卑劣な盗撮事件が後を絶たない。西川口榎本クリニック副院長で精神保健福祉士・社会福祉士の斉藤章佳さんは「こうした事件は加害者の資質だけで片づけられがちだが、それだけでは見えてこない問題がある」という。
駅のトイレを使えない女性たち
エスカレーターで背後をそれとなくうかがう。駅のトイレの個室で不審な荷物がないかチェックする……。たとえ盗撮などの被害に遭ったことがなくても、これらをほぼ無意識レベルで行っている女性は多いという。なかには、「そもそも不特定多数の人が利用する駅のトイレは、絶対に使わない」という人すらいるようだ。
一方、男性はどうだろうか。エスカレーターで背後に意識を向けることがなければ、駅のトイレで盗撮カメラの有無をチェックすることも、ほぼない。そもそも、「盗撮をおそれて、公共トイレの利用を控える」という発想をする男性は、ほぼいないだろう。
盗撮に怯えなくていいこの状況こそが、「男性の特権」に他ならない。特権というと、何か大きな得をしているように聞こえるが、社会学的には「ある特定の属性に属しているだけで、労なく享受できる、構造的な優位性」を指す。簡単にいうと、「面倒なことをわざわざ考えなくてもいい」状態、これが特権である。
男性をターゲットに盗撮し続ける男性
しかし近年、男性の特権を揺るがすような事態が起きている。2025年2月には、埼玉県川口市の公立高校で、男子生徒の着替えを盗撮した30代の男性教員が逮捕された。この教員は、生徒たちの部活の顧問で、合宿所の脱衣所で盗撮をしていたことが報じられている。

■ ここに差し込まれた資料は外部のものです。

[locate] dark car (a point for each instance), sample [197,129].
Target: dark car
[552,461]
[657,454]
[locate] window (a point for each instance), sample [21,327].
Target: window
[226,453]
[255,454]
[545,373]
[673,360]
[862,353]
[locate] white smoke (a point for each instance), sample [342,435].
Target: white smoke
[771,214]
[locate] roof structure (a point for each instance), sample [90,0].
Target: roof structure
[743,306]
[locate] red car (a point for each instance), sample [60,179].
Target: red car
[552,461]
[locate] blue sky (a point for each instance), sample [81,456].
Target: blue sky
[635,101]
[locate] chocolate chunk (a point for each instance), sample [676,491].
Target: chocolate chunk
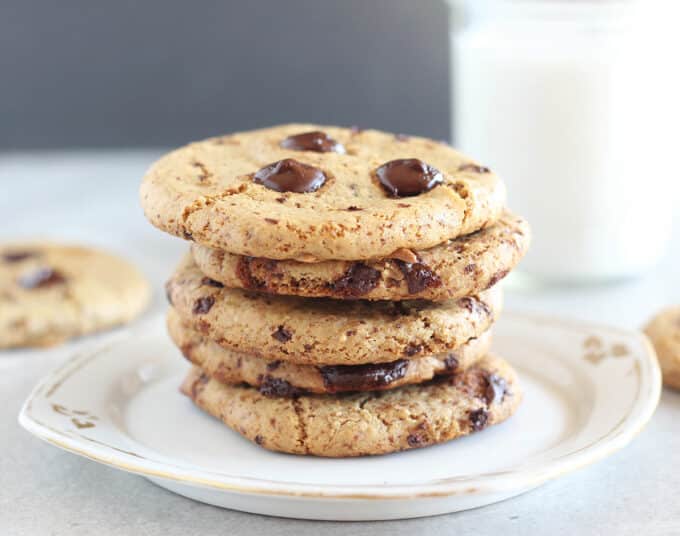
[282,334]
[451,362]
[316,140]
[41,278]
[341,378]
[211,282]
[357,281]
[497,277]
[474,168]
[479,418]
[203,305]
[18,256]
[408,177]
[290,176]
[273,387]
[496,389]
[413,349]
[418,276]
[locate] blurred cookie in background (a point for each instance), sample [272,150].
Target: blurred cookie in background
[664,332]
[50,293]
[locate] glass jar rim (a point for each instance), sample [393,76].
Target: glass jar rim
[564,10]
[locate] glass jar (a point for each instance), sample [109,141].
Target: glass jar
[575,104]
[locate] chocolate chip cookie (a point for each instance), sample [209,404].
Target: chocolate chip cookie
[311,331]
[459,267]
[664,332]
[287,379]
[313,193]
[362,424]
[50,293]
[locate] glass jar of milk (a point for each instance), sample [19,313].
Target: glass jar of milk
[575,104]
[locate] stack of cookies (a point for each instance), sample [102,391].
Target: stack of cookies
[341,287]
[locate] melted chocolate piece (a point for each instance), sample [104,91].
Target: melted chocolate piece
[203,305]
[282,334]
[18,256]
[290,176]
[273,365]
[479,418]
[357,281]
[273,387]
[316,140]
[41,278]
[211,282]
[496,389]
[418,276]
[340,378]
[408,177]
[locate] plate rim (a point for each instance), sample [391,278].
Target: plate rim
[615,439]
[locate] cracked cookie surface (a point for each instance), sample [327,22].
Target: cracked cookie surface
[361,424]
[312,331]
[289,379]
[220,193]
[50,293]
[664,332]
[459,267]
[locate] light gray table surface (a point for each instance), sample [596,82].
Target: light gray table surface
[92,198]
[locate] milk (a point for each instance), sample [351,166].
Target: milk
[574,104]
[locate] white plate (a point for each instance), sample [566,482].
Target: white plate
[588,391]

斉藤さんが担当したクリニックの受診者にも、男性をターゲットに盗撮を繰り返す会社員・後藤直樹氏(仮名)がいた。彼は男性社員寮への侵入を皮切りに、サウナや公衆浴場でも犯行を重ねていた。
当初、斉藤さんは後藤氏の話を女子寮や女風呂での出来事だと思い込み、「どうやって女風呂に侵入したのですか?」と彼に問いかけた。